There's a lot of ways to do this; here's the first one that came to my mind:
1. Create a drop-dwon menu you call Order and add all the order options you want available (or you could use just a numeric).
2. Create an array you call Coefficients. Hide the Index Display.
3. Create a property node of the array and select the "number of rows" or the "number of columns" property. Add 1 to the Order control's value and wire the result to this property. Now you have an array control that will resize to allow input of the correct number of coefficients.
4. If the array has been of a larger size previously you can either choose to ignore the coefficients not in use by code, or you can check the order value and reinitialize the array if the order changes (just wire
it to a shift register, check the value - if it has changed (there's a VI around that's called Change detector that is very nice to use for this, as an alternative), initialize an array of the correct size and write it to a local of the array control).

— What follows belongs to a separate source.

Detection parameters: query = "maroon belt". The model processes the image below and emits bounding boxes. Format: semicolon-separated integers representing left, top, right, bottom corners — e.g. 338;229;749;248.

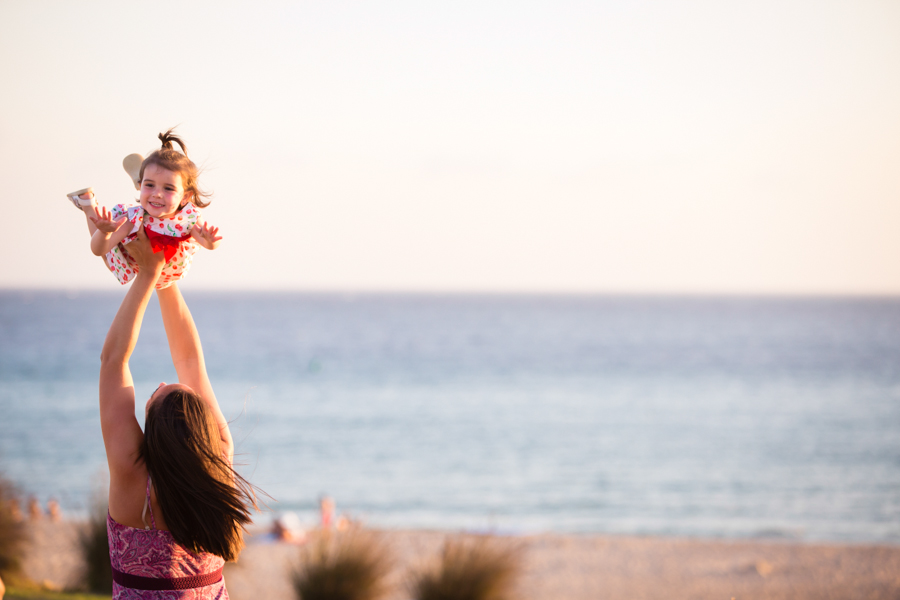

You can off course use separate controls instead of an array and just hide/show them depending on the order. The number of coefficients is not that big so you can use build array...but in cases where the arrays are large the best thing is to initialize an array of the right size and then use replace array elements. The replace function does accept array input by the way, you don't need to replace single elements (if you do, do it in a loop, or expand it (put the mouse pointer to the lower edge of the function's icon and scale it downwards...new terminals will appear as it scales) so that you get more than one index and element input).